Study: Incentive-based employer wellness programs effective, but demonstrate diminishing effects

Tuesday, September 8, 2015

Media note: Watch study author Jean Abraham, Ph.D., discuss her study findings here.

New research from the School of Public Health at the University of Minnesota finds incentive-based employer wellness programs were effective in promoting fitness center attendance among participants, but that its impact begins to diminish after their first year in the program. 

The findings were published today in the Journal of Occupational and Environmental Medicine.

“Incentive-based programs that encourage employees to go to the gym are a popular type of wellness program offered by many large employers today,” said Jean Abraham, Ph.D., lead author and associate professor of health policy and management in the University of Minnesota School of Public Health. “In this study, we sought to understand what happens over time with respect to employees’ fitness center attendance.”  
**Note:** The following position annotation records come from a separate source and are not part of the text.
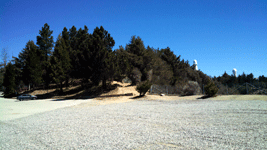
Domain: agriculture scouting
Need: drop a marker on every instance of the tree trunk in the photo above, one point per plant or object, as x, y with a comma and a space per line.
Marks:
61, 90
104, 83
67, 82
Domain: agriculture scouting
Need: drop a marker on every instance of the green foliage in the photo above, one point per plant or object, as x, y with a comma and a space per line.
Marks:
9, 80
45, 44
102, 57
211, 89
60, 61
143, 87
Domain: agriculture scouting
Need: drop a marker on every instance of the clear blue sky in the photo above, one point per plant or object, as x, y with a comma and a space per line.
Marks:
219, 34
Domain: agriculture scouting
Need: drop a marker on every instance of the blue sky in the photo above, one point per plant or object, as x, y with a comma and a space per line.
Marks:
219, 34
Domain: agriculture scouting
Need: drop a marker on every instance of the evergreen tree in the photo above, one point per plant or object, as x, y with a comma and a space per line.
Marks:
60, 61
45, 44
32, 71
102, 57
9, 80
83, 55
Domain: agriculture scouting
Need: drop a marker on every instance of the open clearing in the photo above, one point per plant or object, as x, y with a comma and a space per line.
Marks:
151, 122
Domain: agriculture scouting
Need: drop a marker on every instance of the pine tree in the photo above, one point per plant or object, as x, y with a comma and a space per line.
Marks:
60, 62
9, 80
101, 49
45, 44
32, 71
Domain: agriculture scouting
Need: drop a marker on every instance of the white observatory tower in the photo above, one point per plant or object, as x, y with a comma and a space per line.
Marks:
195, 65
234, 72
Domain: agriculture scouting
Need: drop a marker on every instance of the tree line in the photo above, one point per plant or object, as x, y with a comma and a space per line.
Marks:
230, 84
78, 54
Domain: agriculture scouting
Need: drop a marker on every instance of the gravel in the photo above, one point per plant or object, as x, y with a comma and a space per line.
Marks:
143, 124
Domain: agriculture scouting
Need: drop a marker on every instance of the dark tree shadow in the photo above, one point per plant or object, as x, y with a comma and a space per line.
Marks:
205, 97
136, 97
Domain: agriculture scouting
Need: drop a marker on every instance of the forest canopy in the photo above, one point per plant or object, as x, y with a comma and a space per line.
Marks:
78, 54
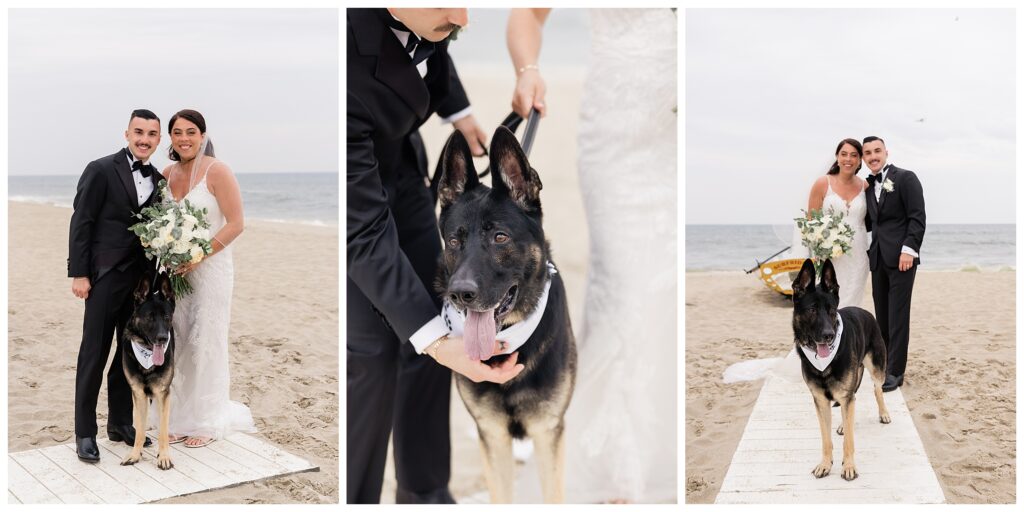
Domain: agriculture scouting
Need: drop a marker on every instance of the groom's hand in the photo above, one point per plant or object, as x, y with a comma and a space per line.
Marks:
80, 287
452, 353
905, 262
474, 135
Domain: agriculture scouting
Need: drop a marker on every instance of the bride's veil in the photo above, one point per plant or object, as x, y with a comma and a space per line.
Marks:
205, 150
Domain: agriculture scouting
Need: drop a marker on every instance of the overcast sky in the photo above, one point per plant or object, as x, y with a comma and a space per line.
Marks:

The study analyzed data from University of Minnesota employees from 2008-2010. Beginning January 1, 2008, the incentive-based Fitness Rewards Program (FRP), now known as Fit Choices, was launched to promote regular exercise among University employees and adult dependents covered by its health insurance plan. The FRP offered a monthly financial reward or credit of $20 per adult member for utilizing a fitness center at least 8 times per month.
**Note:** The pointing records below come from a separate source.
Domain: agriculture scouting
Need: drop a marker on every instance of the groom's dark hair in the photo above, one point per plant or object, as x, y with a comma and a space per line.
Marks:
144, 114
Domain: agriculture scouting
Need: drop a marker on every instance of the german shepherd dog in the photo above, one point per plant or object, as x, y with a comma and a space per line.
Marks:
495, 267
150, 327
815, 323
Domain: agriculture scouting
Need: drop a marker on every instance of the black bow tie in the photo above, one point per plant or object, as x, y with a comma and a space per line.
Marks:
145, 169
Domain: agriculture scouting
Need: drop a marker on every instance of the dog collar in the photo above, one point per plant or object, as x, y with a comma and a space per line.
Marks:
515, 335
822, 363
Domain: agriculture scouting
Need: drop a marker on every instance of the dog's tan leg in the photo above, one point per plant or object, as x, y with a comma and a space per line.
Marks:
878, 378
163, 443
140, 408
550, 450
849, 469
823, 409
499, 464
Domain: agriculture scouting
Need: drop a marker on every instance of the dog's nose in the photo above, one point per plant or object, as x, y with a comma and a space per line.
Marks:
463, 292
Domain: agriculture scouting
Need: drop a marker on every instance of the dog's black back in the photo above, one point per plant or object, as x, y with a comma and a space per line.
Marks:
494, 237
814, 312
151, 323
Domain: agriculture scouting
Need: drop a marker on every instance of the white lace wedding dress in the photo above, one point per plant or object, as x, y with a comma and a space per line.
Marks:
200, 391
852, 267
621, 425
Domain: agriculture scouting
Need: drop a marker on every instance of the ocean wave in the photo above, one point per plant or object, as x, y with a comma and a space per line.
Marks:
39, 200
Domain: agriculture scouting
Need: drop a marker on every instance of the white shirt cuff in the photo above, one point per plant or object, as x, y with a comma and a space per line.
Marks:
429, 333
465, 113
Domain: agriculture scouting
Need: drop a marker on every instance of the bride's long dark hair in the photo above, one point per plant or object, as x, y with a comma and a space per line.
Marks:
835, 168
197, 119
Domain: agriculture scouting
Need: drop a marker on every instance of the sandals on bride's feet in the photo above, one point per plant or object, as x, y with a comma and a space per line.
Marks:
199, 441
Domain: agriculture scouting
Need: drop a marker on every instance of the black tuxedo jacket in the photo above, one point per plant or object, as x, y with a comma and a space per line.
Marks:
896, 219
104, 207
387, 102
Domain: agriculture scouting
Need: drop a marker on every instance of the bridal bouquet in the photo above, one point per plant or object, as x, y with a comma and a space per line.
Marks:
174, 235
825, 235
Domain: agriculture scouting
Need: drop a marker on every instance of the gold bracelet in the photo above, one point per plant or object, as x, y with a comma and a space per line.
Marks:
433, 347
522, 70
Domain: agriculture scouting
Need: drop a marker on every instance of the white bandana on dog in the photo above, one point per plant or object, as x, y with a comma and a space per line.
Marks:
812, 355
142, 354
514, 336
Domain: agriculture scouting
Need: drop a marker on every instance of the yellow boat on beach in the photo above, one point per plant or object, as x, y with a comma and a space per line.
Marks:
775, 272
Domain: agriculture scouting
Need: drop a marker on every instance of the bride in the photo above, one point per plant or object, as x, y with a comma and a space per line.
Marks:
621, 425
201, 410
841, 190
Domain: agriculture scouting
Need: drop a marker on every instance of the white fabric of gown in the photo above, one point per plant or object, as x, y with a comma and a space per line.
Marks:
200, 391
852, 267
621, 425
Results show among eligible employees, 42 percent initiated program participation and 24 percent earned the financial reward at least once between 2008 and 2010.

Other key findings:

  • On average, FRP participants utilized a fitness center for 7.0 months each year and earned the financial reward 4.5 months during the year.
  • Months of fitness center utilization and months of earning the financial reward dropped, on average, for participants in their second and third years of the program.
  • Time barriers were found to be a significant factor associated with having fewer months of attending the fitness center at least 8 times and earning the financial reward.
  • Employees 51 years of age and older demonstrated higher levels of fitness center utilization and months of earning the financial reward relative to employees 18 to 35 years of age.
  • Participants were more likely to utilize a fitness center in the fall and winter and less likely in the spring and summer where weather conditions are more favorable for outdoor activities in Minnesota.

“This research suggests that there may be a ‘novelty’ effect when an incentive-based program of this type is first launched and that over time, employers may need to consider modifications to the program design in order to maintain employees’ engagement,” said Abraham. “More research is needed to understand the effectiveness of different program designs and incentive structures on employees’ participation and their health behaviors.”  

This study was funded by the National Cancer Institute.